If that was the case why are they 10x cheaper than the competition? If everyone is doing it there would be no gains over competitors.


How would we know if a Chinese company's books on training costs and expenditures was accurate?


are you on CCP's payroll for covering their rise in AI? you are basically implying that people shouldn't believe the progress they made and thus don't need to take it seriously.

nice job, you should get a pretty solid performance review result.


Oh I take China seriously, I'm merely reminding people to not blindly accept stated figures from the CCP.


But like I said, deepseek is open source so why can't the competitors copy whatever source that makes the cost of production 10x cheaper ?


It is not open source, it's just open weight (which is an artifact instead of source) and open "recipe". They do not make their training / serving code available.

If you started to copy what they released in May immediately after release (DeepSeek-V2, which already contained non-trivial architecture innovation - MLA), you'd likely have slightly inferior but mostly on par optimized implementation maybe after some months. And here you go: DeepSeek-V3, try to play the catch up game again!

If you don't replicate their engineering work then your cost would be 10x~20x higher, which renders the entire point moot.

As long as the team can continue this trend there is no hope for copycats. And they are trying to "hijack" the mind of chip designers, too, see the "suggestions to chip manufactures" section. If they succeed you need to beat them in their own game.


You have to distinguish between the current model and DeepSeek the company. DeepSeek the company can do an OpenAI and stop releasing their weights any time they like.

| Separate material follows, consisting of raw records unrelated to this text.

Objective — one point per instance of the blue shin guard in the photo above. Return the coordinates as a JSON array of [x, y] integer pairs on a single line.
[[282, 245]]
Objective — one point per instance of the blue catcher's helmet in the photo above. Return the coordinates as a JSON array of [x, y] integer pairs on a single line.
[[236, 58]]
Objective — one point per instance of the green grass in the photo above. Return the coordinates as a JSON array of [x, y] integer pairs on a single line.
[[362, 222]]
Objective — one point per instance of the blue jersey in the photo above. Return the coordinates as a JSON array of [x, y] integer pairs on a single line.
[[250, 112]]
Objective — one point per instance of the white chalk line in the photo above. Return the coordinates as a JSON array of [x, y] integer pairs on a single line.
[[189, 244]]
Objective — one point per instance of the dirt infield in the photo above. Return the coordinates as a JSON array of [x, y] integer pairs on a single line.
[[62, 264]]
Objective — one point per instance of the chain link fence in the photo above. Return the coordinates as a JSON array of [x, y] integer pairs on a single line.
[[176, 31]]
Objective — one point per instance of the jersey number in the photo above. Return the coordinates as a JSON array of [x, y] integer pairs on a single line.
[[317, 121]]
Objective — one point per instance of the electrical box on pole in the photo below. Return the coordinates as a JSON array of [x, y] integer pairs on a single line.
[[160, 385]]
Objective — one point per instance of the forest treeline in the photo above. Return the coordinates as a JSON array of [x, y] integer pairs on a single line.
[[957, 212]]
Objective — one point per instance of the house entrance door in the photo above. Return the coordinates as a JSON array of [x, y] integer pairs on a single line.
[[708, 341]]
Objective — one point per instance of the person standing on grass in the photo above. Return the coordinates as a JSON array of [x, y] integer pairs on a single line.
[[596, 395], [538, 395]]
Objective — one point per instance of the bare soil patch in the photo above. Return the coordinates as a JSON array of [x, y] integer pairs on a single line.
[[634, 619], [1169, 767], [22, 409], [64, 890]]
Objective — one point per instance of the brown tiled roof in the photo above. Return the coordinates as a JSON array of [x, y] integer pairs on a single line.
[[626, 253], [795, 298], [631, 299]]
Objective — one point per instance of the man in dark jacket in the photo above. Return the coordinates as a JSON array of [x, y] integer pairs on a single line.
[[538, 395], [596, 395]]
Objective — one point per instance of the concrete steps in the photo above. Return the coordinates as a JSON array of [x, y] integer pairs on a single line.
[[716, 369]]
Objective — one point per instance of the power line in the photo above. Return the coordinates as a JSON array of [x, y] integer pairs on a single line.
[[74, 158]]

The knowledge and skill is retained.

I really wonder how long the current era of giving models away for free can last. How is this sensible from a business perspective? Facebook got burned by iOS and now engage in what would otherwise look like irrational behavior to avoid being locked into a supplier again, but even then, they don't really need to give Llama away for free. They could train and use it for themselves just fine.


If they're smart, and of course they are, they're not releasing the latest they have. They're releasing something enough to show everyone that they're at parity or better compared to OpenAI. I imagine they already have internal models that exceed the open source one, so there's no real advantage in copying what they released.


Open models will win, OpenAI and the other regulatory capture gamers that want to hoard their precious will certainly be an interesting footnote for the history books.


You don't think FB are trying to neuter an emerging threat? They're kneecapping what could have been a trillion dollar company if it was more difficult to replicate their tech.


They would have to pay more to get researchers that don't publish.


I was talking about open weight models more than papers, but OpenAI hardly publishes papers anymore and don't seem to struggle to get researchers. Anthropic are clearly doing a lot of special sauce given Claude 3.5 Sonnet's performance on coding, yet the papers they publish are mostly safety related. So I'm not sure that's really true anymore.


Of course if you arrive last and copy all the existing architecture you can train it cheaper


No, you can only train at the same cost then. (Actually higher, because you don't have the existing hardware/power agreements) The whole point of the last model was that they made significant changes beyond just copying.


No because you can train once and avoid all the errors that are costly and make you train and retrain.


> copy

You mean build on existing public research? Everyone does that. At least deepseek, meta etc. also have the decency to publish research back into this ecosystem.